Свою картину Мамин населяет не характерами, а условными социальными типами. Тип русского интеллигента — музыкант не от мира сего с помятым и умным лицом Сергея Дрейдена. Учитель. Поводырь, под дудочку которого послушно пляшут школьники. Настройщик музыкальных инструментов и детских душ. Этот герой — в структуре фильма носитель духовности и надежда русской культуры -существует меж двух огней. С одной стороны — гримасы надвигающегося капитализма: бизнес-лицеи, компьютеры, гигантские «портреты» конвертируемых денежных купюр. С другой — «народ», соседи героя по таинственной коммуналке: хапуги и рвачи, толстые, наглые, крикливые, для которых хрустальный Париж — место, где все плохо лежит. Надо успеть наворовать, пока окно не закрылось, а между делом посушить белье на просторных парижских крышах.

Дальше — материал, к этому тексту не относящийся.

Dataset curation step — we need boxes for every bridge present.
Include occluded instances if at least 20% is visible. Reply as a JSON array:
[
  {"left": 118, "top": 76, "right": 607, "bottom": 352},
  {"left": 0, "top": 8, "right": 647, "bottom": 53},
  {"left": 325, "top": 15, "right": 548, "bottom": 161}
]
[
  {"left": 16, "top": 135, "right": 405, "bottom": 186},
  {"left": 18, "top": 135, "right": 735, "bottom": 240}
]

Юные ученики героя, плененные Парижем, отказываются возвращаться Назад. Да и кто бы добровольно захотел вернуться в ту Россию, образ которой конструирует Мамин? Впрочем, главный герой «Окна в Париж» — Учитель с большой буквы. В финале картины актер, no-брехтовски выйдя из роли, обращается — через головы детей, через парижские крыши, через целлулоид пленки — к нам. Дескать, Россия — это наша страна, и от нас зависит ее изменить. Превратить в Париж. «Вы же и не пробовали…» Прекрасный актер Дрейден не виноват, что получается это вовсе не убедительно. Ему не переиграть режиссера, пытающегося обмануть нас, а может быть, и самого себя. Визуальный образ обладает собственным значением, и как ни верти, там — рай, а здесь — ад, там — свет, а здесь — тьма. И я опять хочу в Париж. Пускай даже — увидеть и умереть.

«Окно в Париж» еще раз подтверждает, что дарование Мамина не лирическое, а сатирическое. Лирические эпизоды, например едва намеченная любовная линия, сделаны торопливо и невнятно. Как ни странно, даже Париж снят без особого куража, как набор глянцевых открыток. Самыми узнаваемыми, колоритными и симпатичными оказываются в конечном итоге шайка Гороховых (Виктор Михайлов — Нина Усатова — Кира Петрова) и циничный скрипач (Андрей Ургант).

Двусмысленное ощущение от «Окна в Париж» усугубляется тем, что делалась картина на французские деньги, с французской актрисой и для французского (отчасти) зрителя. Не хочу сказать, что Мамин уподобляется своим героям Гороховым, стремящимся ухватить все, пока окно не закрылось. Но позволю себе напомнить непревзойденную по внутреннему достоинству пушкинскую фразу: «Я, конечно, презираю отечество мое с головы до ног, — но мне досадно, если иностранец разделяет со мной это чувство».